JACKSONVILLE, Fla. – Antisemitic messages were spread across Jacksonville over the weekend — and even projected on the back side of a videoboard at TIAA Bank Field in the midst of Georgia-Florida game day celebrations.
Councilman Matt Carlucci says it’s putting Jacksonville in the national limelight for the wrong reason.
“This was an egregious act by a fringe element somewhere and it doesn’t reflect who Jacksonville is” Carlucci said. “It doesn’t reflect our heart, our soul and who we are as a people.”
On Monday, the FBI, Jacksonville Sheriff’s Office and State Attorney’s Office all said that the messages that were displayed did not appear to be in violation of the law.
Jacksonville resident Carissa Marquez said she saw several men holding the signs at a busy overpass.
“Disgusted,” she said of the signs. “Scared for, like, people that are part of the Jewish community.”

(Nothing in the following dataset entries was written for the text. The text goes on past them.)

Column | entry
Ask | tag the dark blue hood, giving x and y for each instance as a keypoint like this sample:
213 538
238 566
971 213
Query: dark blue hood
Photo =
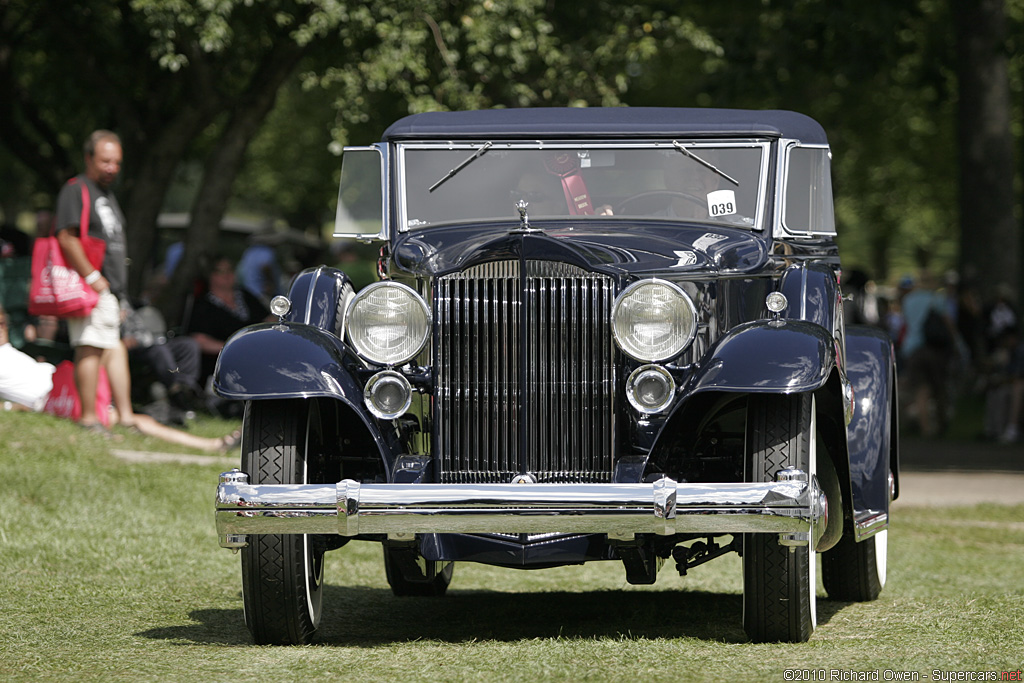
610 248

The messages have sparked outrage in the community and beyond.
Gov. Ron DeSantis’ team released a statement saying: “Governor DeSantis rejects attempts to scapegoat the Jewish community – it has no place in Florida.”
It’s unclear who is behind the acts.
“Don’t come to Jacksonville and put a mark on us,” Carlucci said. “Don’t insult the integrity of the people of Jacksonville.”
‘Shocked and saddened’
Rabbi Jonah Zinn is the executive director for the University of Florida Hillel, a religious organization that serves many Jewish students on the university’s campus. He spoke about the digital message that was projected on the side of TIAA Bank Field.
“When you think about football and friendly competition, it’s a fun and sort of enjoyable part of the college experience,” he said. “So to see what is normally a community building experience sort of shattered by that — that was disheartening.”
“I was shocked,” the rabbi added. “And I’m just really, really saddened.”
Zinn said community members can take action.
“We need the support of allies, people of all backgrounds, people of good faith to work together to help create an environment where all people including the Jewish community feels welcome and included,” he said.
The nonprofit organization OneJax is planning to host a candlelight vigil Thursday at 5:30 p.m. at James Weldon Johnson Park. The public is invited to attend.